The Royalty Theatre produced the play in the West End of London with its counterpart Harlequinade in 1988, starring Paul Eddington and Dorothy Tutin as Andrew and Millie Crocker Harris, with a stellar supporting cast including Jean Anderson, John Duttine, Daniel Beales, Jack Watling and Simon Shepherd. It was directed by Tim Luscombe.

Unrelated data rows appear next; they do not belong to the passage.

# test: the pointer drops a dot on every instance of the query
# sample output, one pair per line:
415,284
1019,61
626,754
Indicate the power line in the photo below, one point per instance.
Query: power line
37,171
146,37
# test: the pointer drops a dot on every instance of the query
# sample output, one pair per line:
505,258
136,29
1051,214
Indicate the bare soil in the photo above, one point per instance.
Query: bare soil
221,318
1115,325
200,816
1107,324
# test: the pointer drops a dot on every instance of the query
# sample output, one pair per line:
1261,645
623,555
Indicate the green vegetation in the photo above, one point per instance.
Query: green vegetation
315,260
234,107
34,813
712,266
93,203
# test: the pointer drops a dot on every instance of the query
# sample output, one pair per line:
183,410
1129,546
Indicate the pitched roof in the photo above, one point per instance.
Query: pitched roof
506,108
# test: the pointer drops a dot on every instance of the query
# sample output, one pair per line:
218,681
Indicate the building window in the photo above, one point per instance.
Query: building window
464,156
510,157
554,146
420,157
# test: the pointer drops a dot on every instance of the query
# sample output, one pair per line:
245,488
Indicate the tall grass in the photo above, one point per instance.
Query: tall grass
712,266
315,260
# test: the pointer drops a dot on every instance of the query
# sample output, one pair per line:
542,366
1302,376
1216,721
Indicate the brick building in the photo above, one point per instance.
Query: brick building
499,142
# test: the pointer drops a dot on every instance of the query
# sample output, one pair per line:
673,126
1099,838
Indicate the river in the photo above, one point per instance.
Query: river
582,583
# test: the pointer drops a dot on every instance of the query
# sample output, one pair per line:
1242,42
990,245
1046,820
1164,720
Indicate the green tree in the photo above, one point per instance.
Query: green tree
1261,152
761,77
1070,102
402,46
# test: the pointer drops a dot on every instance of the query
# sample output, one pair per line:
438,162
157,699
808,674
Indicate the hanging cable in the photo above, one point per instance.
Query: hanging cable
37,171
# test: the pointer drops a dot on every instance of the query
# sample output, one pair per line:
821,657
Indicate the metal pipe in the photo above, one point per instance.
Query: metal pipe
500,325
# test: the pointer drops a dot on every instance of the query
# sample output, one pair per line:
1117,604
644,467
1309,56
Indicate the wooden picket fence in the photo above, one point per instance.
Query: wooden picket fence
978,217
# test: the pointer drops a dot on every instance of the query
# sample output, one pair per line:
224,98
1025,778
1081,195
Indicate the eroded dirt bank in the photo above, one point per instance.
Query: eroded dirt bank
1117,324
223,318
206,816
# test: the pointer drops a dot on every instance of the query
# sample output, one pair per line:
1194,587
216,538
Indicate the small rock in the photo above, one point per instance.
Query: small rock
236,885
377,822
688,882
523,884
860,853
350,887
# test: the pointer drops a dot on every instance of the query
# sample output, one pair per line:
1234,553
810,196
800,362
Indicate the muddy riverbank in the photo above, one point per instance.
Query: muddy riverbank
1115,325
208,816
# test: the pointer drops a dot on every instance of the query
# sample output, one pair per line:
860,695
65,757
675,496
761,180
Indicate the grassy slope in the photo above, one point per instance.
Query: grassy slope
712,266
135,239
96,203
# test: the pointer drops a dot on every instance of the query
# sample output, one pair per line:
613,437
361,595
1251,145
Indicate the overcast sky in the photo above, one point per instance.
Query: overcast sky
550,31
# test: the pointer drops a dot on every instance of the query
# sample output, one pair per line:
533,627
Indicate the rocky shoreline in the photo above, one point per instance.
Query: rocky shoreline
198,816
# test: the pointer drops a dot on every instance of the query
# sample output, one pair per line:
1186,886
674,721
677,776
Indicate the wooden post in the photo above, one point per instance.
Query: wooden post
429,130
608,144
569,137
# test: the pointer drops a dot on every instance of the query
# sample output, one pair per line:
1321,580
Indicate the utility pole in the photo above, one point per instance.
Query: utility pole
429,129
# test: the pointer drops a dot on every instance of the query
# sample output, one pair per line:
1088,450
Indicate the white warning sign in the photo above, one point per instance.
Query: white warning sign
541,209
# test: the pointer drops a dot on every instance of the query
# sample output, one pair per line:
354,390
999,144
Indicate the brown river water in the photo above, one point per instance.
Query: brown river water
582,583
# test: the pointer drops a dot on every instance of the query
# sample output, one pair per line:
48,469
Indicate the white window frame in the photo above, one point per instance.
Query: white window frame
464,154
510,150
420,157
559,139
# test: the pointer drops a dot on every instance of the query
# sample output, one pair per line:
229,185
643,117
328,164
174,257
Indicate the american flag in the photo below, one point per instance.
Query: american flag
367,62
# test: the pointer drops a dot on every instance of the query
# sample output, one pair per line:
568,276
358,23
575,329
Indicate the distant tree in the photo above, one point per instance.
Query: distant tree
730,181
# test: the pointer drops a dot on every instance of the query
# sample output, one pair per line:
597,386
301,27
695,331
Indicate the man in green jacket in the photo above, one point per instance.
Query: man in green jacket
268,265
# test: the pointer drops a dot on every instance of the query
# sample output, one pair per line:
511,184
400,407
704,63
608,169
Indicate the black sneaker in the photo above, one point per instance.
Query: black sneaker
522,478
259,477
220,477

The Theatre Royal Bath put the play on in 2009 in a double bill with Chekhov's one-act play Swansong, both starring Peter Bowles. A production at the Chichester Festival Theatre (alongside South Downs, a new play written in response to it by David Hare) marked Rattigan's centenary in 2011. The same double production of The Browning Version and South Downs ran at London's Harold Pinter Theatre from April through July 2012 and starred Nicholas Farrell as Crocker-Harris and Anna Chancellor as Millie.

==Adaptations==
The play has been adapted twice for the cinema, and at least four television versions. The 1951 film version, starring Michael Redgrave as Crocker-Harris, won two awards at the Cannes Film Festival, one for Rattigan's screenplay (with which he lengthened the original stage version for the final speech), the other for Redgrave's performance. It was remade in 1994, starring Albert Finney, Michael Gambon, Greta Scacchi, Matthew Modine, Julian Sands and young Ben Silverstone.
A British television production was broadcast in 1955, starring Peter Cushing as Crocker-Harris. John Frankenheimer directed John Gielgud in a 1959 television version for CBS. In 1960, Maurice Evans repeated his Broadway role for CBC Television under the sponsorship of Ford of Canada in their Startime series. Another made-for-TV version in 1985 starred Ian Holm as the main character for the BBC.

Lux Radio Theatre produced a radio adaptation with Ronald Colman, Benita Hume and Robert Douglas which was aired on November 23, 1953. Another version was broadcast on the BBC Home Service in September 1957. It was directed by Norman Wright and adapted by Cynthia Pughe with John Gielgud, Angela Baddeley, Brewster Mason and Anthony Adams. In June 2011 a third adaptation was broadcast on BBC Radio 4. It was directed by Martin Jarvis, and featured Michael York, Joanne Whalley, Ioan Gruffudd and Ian Ogilvy. Jarvis can be heard playing the main role in an L.A. Theatre Works production that again features Ogilvy, this time with Kate Steele, Steven Brand and Daniel David Stewart.

A staged reading was performed on 3 April 2012 at The Players Club in New York City, presented by TAPT (The Artists' Playground Theater), directed by Alex Kelly and starring Matthew Dure', Robert Lyons, Nichole Donje' Jeffrey Hardy, Steven Hauck, Max Rhyser, Jessica Beaudry and Kate Downey.